これは、いくら違うと言っても、今日はこれ以上は治癒魔法は使わせてもらえないかもしれない。
……でも、私はケガ人が心配なのだ。
先ほど外で会った人も「ケガしたやつら」って言っていた。先ほどのケガの彼と同じように、危険な状態の人もいるかもしれない。
私はポポさんにバレないようにこの建物の中にいる人の傷と、そこから入ったばい菌を取り除くイメージで治癒魔法を展開した。
即バレた。
傷がひどい人がいたのか、範囲が広いのがいけなかったのか、また「治癒魔法頑張ります!」って感じで体の中の何かが使われる感覚がしたかと思うと、太めの光の輪が風を発しながら私を中心に横方向にブワリと広がった。

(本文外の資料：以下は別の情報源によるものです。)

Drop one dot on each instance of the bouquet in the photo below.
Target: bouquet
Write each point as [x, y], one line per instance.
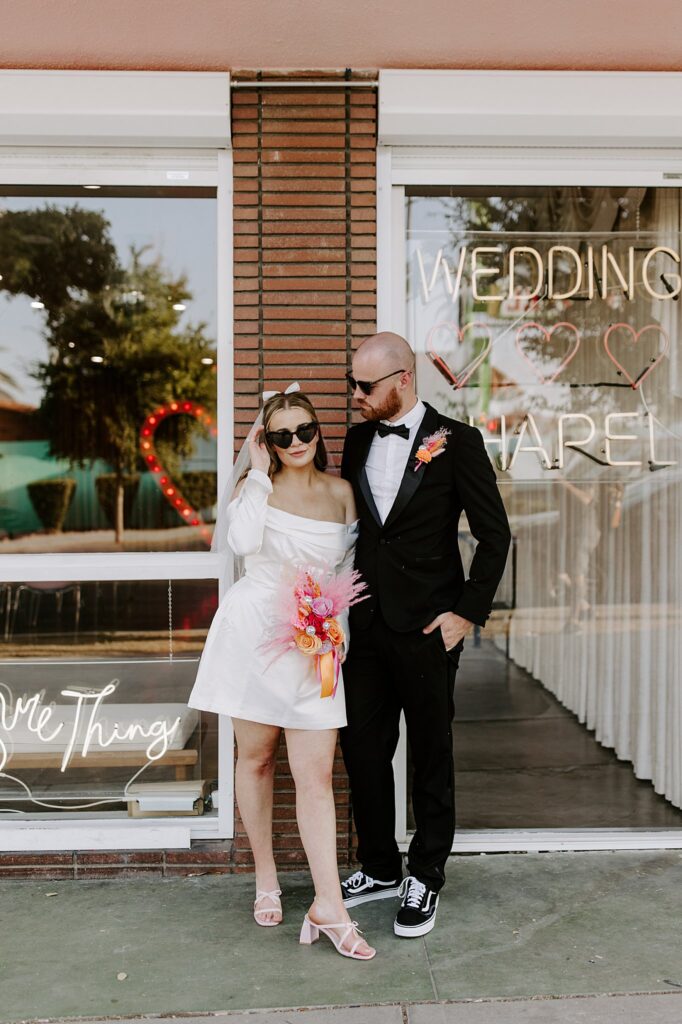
[309, 620]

こっそりのつもりだったのに! と内心びっくりして硬直してしまう。
光の輪は壁をすり抜け広がっていったので、この建物全員に行き渡っているはずだ。
さて。
「ヨ〜ウ〜」
ポポさんの声が怒っている。怖くてそちらを向けない。
しかしこのまま怒られるのはつらい。
心の中で気合を入れる。
「終わり! 今のでフィニッシュです! 心配かけてすみません!」
私はポポさんのほうを向きながら、ガバリと思い切り頭を下げる。
その勢いに私の髪がバサリと暴れた。
怖い顔は見ないようにしつつ、怒られる前に謝ってしまう作戦だ。出鼻を挫いて”怒られ”を最小限に抑えるのだ。
「ヨウちゃんやっぱりすごいねえ」
「ロキ!!」
軽口を言ったロキさんが、ポポさんに怒られる。
「ポポ。ヨウは、俺達のためにだな、」
「ケビンまでそんなこと言うてどないすんの! ヨウの身に何かあってもボクらには治されへんやろう!?」
ああ! ロキさんを生贄に、私を庇うケビンさんを守備表示で召喚してしまった!
ザク君に「あとはケビン兄に任せとけばいいよ」と励まされてターンエンドだ。
とても申し訳ない。
そうしている間に、寝ていた二人が目を覚ましそうになっている。
彼らとは初対面になるので、私は念のためにフードを被り直した。